The blue curve is the teacher forced cross entropy loss. The red curve is the phoneme error rate (PER) of the inferred output (with a beam-size of 1). The best achieved PER is quite a bit better than the PER corresponding to the best teacher forced cross entropy loss and occurs much later in training. There is quite a bit of variance in these curves so take this example with a grain of salt. Even so, the two curves do look quite different which tells us that the metrics aren’t well correlated after a point.4

This tip is perhaps more important on smaller datasets when there is likely more variance in the two metrics. However, in these cases it can make a big difference. For example on the phoneme recognition task above we see a 13% relative improvement by taking the model with the best inferred error rate instead of the best teacher forced loss. This can be a key difference if you’re trying to reproduce a baseline.


One downside to using these models is that they can be quite slow. The attention computation scales as the product of the input and output sequence lengths, e.g. $O(TU)$. If the input sequence doubles in length and the output sequence doubles in length the amount of computation quadruples.

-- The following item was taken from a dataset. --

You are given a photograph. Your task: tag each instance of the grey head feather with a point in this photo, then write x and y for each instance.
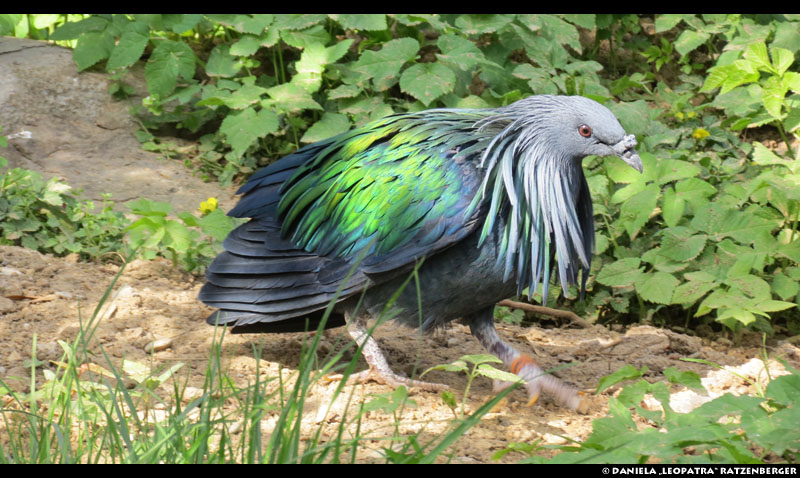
(533, 164)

Bucket by Length: When optimizing a model with a minibatch size greater than 1, make sure to bucket the examples by length. For each batch, we’d like the inputs to all be the same length and the outputs to all be the same length. This won’t usually be possible, but we can at least attempt to minimize the largest length mismatch in any given batch.

One heuristic that works pretty well is to make buckets based on the input lengths. For example, all the inputs with lengths 1 to 5 go in the first bucket. Inputs with lengths 6 to 10 go in the second bucket and so on. Then sort the examples in each bucket by the output length followed by the input length.

Naturally, the larger the training set the more likely you are to have minibatches with inputs and outputs that are mostly the same length.

Striding and Subsampling: When the input and output sequences are long these models can grind to a halt. With long input sequences, a good practice is to reduce the encoded sequence length by subsampling. This is common in speech recognition, for example, where the input can have thousands of time-steps.5 You won’t see it as much in word-based machine translation since the input sequences aren’t as long. However, with character based models subsampling is more common.6 The subsampling can be implemented with a strided convolution and/or pooling operation or simply by concatenating consecutive hidden states.

A pyramidal structure in the encoder. Here the stride or subsampling factor is 2 in each layer. The number of time-steps in the input sequence is reduced by a factor of 4 (give or take depending on how you pad the sequence to each layer).

Often subsampling the input doesn’t reduce the accuracy of the model. Even with a minor hit to accuracy though, the speedup in training time can be worth it. When the RNN and attention computations are the bottleneck (which they usually are), subsampling the input by a factor of 4 can make training the model 4 times faster.

That’s All

As you can see, getting these models to work well requires the right basket of tools. These tips are by no means comprehensive, my aim here is more for precision over recall. Even so, they certainly won’t generalize to every problem. But, as a few first ideas to try when training and improving a baseline sequence-to-sequence model, I strongly recommend all of them.


Thanks to Ziang Xie for useful feedback and suggestions.


  1. See Bengio et al., 2015 

  2. See Huszar, 2015 for an explanation why scheduled sampling is improper and a suggested alternative. 

  3. Lamb et al., 2016 introduce Professor Forcing, an alternative to scheduled sampling. 

  4. Here’s the code for more details or if you want to reproduce this experiment. 

  5. See Chan et al., 2015 for an example of this in speech recognition. 

  6. See Xie et al., 2016 for an example of a character-based model for language correction which subsamples in the encoder.